For Schedule F farmers who do not pay much wages, this may be helpful. Let's look at an example:
Jim Johnson operates as a sole proprietor and nets $500,000 from farming and this happens to be his taxable income too. He only pays out $50,000 in wages for the year, but has $3 million of qualified property. His limit is the greater of $25,000 ($50,000 times 50%) or $87,500 ($50,000 times 25% plus $3 million times 2.5%). His tentative Section 199A deduction is $100,000, but the final allowed deduction is $87,500.
Now, let's assume that Jim sells all of his farm equipment, grain bins, etc. and retires from farming. He sells the assets for $1 million. 20% of this number is $200,000 so he thinks that he will only pay tax on $800,000. However, since he is over the threshold amount, we now have to determine his limit. He paid no wages, so there is no help there. His Qualified Property is still $3 million, however, he did not own the property at year-end, therefore his final limit is zero and he is fully taxed on the $1 million of gain.

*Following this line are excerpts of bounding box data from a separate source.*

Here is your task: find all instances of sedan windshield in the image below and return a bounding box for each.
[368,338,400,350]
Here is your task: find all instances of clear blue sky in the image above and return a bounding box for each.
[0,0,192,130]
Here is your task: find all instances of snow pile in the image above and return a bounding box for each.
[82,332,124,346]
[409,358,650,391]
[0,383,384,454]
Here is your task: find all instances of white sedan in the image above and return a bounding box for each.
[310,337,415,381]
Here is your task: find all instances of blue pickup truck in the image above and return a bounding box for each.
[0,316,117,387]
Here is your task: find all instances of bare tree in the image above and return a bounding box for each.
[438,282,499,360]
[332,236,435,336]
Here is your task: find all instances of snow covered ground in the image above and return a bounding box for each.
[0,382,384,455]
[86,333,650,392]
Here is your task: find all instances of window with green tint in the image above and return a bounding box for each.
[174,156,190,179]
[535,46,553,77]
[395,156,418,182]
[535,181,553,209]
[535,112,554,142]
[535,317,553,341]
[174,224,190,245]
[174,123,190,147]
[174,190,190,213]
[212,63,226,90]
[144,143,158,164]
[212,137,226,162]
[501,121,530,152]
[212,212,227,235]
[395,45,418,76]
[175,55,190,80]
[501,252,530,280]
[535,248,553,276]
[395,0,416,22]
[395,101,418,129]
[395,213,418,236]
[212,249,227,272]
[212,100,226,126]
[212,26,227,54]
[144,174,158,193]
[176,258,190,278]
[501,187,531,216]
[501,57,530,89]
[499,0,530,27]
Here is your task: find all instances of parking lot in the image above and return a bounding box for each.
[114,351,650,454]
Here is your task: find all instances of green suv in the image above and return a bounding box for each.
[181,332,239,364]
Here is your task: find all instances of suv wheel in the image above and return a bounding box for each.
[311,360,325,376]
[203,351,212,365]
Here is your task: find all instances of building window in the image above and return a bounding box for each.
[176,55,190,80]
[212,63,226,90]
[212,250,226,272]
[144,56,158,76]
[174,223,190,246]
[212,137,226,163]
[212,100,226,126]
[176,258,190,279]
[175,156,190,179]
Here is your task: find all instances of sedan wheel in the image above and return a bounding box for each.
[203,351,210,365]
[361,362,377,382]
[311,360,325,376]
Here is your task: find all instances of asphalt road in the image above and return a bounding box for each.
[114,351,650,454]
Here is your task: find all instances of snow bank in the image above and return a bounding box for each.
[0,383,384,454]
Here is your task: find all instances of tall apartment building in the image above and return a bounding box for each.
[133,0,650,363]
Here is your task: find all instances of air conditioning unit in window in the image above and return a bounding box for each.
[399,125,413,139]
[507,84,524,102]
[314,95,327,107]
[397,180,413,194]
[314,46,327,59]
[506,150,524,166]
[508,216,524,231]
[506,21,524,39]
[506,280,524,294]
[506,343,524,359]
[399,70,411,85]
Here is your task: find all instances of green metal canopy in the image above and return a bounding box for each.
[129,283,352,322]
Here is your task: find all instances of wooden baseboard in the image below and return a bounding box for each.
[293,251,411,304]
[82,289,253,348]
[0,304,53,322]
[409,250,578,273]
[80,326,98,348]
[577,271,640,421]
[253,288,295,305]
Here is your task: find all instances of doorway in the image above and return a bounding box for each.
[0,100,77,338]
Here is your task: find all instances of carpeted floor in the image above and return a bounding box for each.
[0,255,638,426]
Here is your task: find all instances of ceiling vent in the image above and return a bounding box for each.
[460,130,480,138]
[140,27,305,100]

This likely will not apply to many farm operations, but it is something to be aware of. Also, if you have a large apartment complex that you sell and you normally qualify for the Section 199A deduction due to the 2.5% of qualified property limit, you will be unable to take any Section 199A deduction in the year of sale to offset your net rental income or ordinary gain on the sale, if any.